Today’s topic for Financial Literacy Month 2014: Your Finances from A to Z is Rules for saving money on your weekly food bill.
For the month of April, we will be bringing you daily posts centered on our personal finances – saving, making and managing our money.
Food is one of the necessities in life. It’s also something that most of us spend entirely too much money on. Even those who think they’re doing well when they do their grocery shopping are often paying more than they need to for their families’ food.
By following a few simple rules, you can greatly reduce your weekly food bill. Here they are:
Avoid eating out. This, right here, is a struggle for me. Going to restaurants is enjoyable, and it’s easier than cooking for ourselves. But it’s also very expensive compared to eating at home. While there’s nothing wrong with enjoying an occasional meal at a restaurant, most of us do so entirely too much. Cooking at home is much more cost effective.
Cook from scratch as much as possible. Few of us have the time to bake all of our own bread or make all of our own snacks. But by using more raw ingredients and less prepackaged foods, we can save a great deal of money. And freshly cooked food tastes much better and is more nutritious than prepackaged items, so your family will thank you for it.
When shopping, make sure you’re getting the best possible deal on each item. Figure up the per-unit cost of each package of everything you buy. For instance, when buying juice, divide the price by the number of ounces in the bottle to determine the price per ounce. This will tell you which size bottle is the best deal. Also, utilizing resources to price match, do coupon match-ups and find cash back options will help to save the most while shopping. My favorite apps are for cash back from grocery shopping are Ibotta and Checkout 51. Also, check with your favorite stores to see if they have cash-saving applications, too.
Don’t rule out store brands. For the most part, they are of comparable quality to national brands but priced much lower. Give them a chance, and you might find that you like them just as well.
Comparison shop. Comparing prices at different supermarkets could save you a surprising amount on your grocery bill. But don’t drive all over town every time you go shopping. That will cost you more in gas than it will save you. Find the store that consistently has the lowest prices on most of the things you buy, and stick with it unless you hear about a great deal on something you use a lot of at another store.
Shop wisely for produce. Buy fruits and vegetables that are in season, because they are much less expensive than those that are out of season. And buy from the local farmer’s market or co-op if possible. Their produce is usually significantly cheaper since it is grown locally and doesn’t have to be transported far.

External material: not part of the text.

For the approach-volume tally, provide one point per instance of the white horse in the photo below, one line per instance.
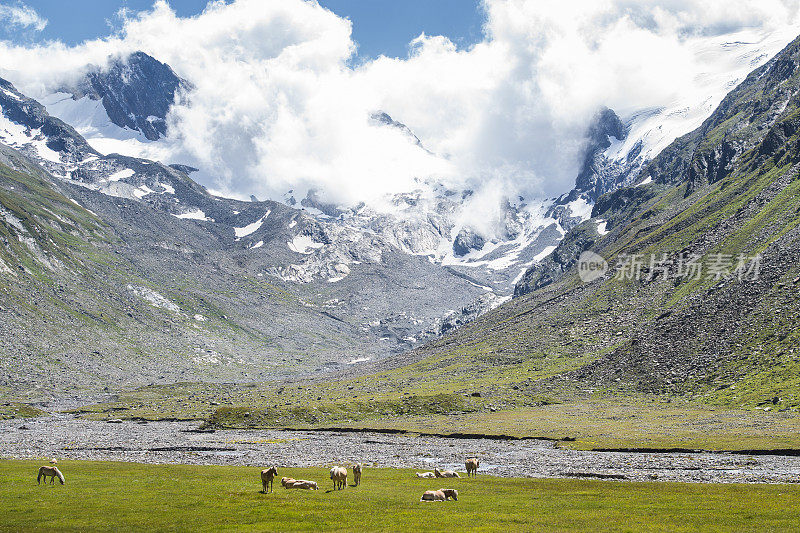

Use coupons wisely. Coupons can save you lots of money, but you’re better off not using them if they are for something that you would not normally buy. Clip only coupons for items that you would buy even if you didn’t have a coupon.
Go shopping in the right frame of mind. Eat before going to the store so you will be less likely to make impulse buys, and leave the kids at home or with a sitter if possible. This way you can focus on buying only what you truly need.
Thursday 8th of May 2014
Excellent tips, I do follow these and more. I am also a member to a whole sale place, and you really do save money there (especially if your'e buying what you would normally buy in a grocery store). The only downside to it, is that you can easily overspend. Which is why the tip about making everything from scratch is better than buying prepackaged food. Also, you're so right, it does taste better too!